Wine was also the order outside of work hours, where I came to learn much about the beauty of the Rhone.
A highlight was a Viogner without sulfates. It was nothing like any of the Viogners I had tried at home. In fact, until this hit my taste buds, I had resigned to not liking this variety. It was fruity, almost like a sauvignon blanc and so incredibly fresh.
I tried a wine from Cote-du-Rhone that smelt exactly like Turkish delight. What an amazing bouquet! Whilst I did not warm to the taste as much, I could have sat, sniffing that wine for hours.
There was a Coufis that was explained like a wine stew where kilos and kilos of grapes are used for just one bottle.

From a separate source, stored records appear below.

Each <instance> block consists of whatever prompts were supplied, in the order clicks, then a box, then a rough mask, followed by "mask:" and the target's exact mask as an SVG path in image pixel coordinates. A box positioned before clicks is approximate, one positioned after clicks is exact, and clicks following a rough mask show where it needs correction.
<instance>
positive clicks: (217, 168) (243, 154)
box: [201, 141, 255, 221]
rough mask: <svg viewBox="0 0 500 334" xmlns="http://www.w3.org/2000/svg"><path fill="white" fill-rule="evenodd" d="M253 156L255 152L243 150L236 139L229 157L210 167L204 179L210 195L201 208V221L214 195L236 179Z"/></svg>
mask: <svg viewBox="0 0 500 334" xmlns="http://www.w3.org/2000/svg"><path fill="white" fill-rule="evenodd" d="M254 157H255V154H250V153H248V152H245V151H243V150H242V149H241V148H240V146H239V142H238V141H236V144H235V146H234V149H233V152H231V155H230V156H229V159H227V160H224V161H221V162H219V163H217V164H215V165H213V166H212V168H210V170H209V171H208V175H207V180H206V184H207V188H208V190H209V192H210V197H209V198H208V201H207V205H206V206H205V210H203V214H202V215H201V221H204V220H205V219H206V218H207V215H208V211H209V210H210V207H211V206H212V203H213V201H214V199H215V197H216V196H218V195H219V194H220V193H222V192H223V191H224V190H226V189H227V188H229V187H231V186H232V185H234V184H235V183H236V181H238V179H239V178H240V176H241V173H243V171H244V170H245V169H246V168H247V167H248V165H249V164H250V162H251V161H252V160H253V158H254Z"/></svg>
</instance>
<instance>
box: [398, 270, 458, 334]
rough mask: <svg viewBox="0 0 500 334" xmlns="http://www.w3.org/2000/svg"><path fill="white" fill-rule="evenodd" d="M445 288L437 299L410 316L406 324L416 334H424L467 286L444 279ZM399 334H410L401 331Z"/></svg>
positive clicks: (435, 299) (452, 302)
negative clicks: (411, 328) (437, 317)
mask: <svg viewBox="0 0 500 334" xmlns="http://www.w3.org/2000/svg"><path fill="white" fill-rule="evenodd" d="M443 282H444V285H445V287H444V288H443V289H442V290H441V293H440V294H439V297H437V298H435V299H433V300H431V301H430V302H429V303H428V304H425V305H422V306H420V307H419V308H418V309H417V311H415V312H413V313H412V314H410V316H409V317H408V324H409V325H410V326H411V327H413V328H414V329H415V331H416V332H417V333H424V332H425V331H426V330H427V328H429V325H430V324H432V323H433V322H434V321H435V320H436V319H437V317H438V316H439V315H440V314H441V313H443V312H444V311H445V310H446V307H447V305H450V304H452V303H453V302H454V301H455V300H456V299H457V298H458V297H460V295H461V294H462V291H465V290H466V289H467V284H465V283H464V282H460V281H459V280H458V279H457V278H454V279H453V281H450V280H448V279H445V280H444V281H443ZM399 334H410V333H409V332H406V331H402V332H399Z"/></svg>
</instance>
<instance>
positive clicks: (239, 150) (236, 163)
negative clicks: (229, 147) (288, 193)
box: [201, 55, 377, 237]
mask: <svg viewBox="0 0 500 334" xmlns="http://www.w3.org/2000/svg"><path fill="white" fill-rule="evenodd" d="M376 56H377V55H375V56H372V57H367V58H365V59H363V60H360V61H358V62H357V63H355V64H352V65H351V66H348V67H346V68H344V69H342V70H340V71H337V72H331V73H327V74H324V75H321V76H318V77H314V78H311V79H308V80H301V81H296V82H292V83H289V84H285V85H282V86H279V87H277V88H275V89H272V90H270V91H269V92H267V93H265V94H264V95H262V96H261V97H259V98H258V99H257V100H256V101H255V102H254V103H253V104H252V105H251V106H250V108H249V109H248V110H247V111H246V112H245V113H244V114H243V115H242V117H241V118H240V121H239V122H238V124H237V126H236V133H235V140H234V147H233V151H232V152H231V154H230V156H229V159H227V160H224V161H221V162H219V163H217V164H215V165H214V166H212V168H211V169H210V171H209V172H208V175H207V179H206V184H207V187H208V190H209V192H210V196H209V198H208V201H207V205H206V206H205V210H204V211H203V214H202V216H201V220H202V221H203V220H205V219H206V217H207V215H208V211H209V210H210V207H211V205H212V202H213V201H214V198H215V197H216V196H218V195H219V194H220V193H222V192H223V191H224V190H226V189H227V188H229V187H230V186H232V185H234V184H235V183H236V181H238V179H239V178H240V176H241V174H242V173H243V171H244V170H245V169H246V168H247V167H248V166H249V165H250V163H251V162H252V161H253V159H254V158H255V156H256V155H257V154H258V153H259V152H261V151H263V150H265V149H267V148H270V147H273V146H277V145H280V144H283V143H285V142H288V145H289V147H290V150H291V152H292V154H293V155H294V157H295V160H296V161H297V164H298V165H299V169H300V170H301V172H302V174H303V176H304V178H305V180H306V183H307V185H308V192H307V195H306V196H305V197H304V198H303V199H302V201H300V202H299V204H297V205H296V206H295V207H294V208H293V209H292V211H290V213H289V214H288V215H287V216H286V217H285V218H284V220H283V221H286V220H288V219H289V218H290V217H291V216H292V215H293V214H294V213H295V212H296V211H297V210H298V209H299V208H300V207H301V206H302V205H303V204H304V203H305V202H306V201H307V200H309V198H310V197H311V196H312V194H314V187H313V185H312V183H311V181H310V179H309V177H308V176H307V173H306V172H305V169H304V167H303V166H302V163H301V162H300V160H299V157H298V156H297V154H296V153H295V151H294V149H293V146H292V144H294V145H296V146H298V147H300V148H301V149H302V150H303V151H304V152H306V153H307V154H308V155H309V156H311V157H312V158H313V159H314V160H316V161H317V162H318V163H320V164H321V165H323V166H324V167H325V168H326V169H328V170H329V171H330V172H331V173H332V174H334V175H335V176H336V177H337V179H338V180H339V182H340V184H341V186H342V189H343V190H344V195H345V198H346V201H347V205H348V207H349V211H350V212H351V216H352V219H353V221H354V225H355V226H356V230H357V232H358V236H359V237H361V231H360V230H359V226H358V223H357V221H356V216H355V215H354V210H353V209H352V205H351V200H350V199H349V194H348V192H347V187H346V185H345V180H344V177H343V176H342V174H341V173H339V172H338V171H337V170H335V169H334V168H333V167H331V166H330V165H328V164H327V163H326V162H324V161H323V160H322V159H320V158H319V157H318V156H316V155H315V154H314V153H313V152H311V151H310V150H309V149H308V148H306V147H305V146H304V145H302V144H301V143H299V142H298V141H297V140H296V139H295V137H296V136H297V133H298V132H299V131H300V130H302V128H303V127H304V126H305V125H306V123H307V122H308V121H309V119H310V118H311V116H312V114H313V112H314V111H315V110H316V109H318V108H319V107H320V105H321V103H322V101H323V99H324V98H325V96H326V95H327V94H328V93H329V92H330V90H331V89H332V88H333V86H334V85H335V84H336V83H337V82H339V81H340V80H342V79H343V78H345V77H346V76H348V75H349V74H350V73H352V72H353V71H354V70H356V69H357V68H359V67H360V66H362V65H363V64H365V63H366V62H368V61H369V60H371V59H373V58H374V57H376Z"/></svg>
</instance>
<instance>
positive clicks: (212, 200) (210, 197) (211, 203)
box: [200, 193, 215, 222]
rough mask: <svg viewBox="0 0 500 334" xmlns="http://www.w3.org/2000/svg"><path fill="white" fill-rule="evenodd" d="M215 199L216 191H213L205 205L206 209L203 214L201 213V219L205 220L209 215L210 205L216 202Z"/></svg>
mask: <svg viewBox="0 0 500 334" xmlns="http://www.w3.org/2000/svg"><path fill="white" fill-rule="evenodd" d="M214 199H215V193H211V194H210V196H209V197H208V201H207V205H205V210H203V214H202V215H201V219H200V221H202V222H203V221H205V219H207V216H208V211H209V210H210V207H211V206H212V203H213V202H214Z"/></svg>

It was all Viogner taken from three different regions. It was so sweet but enjoyable with oak.
Each wine I tried from Chateauneuf-du-Pape was different and here it was explained to me that it is one of the biggest areas of the Rhone. One red from the region was amazing. It was so fruity but at the same time well balanced with soft oaks.
So is it the best job in the world?
I learnt a lot in this month at the winery. I learnt useful French words (like hose, bucket, broom and squidgy). I learnt how to make wine. I learnt about history, geography and science. I tasted some incredible bottles, and I was surrounded by beauty. Sure, the hours were long, the work was hard. But what a unique experience it was. And how much enjoyment one can have when life is devoted to creating one of the oldest and most cherished beverages of all time.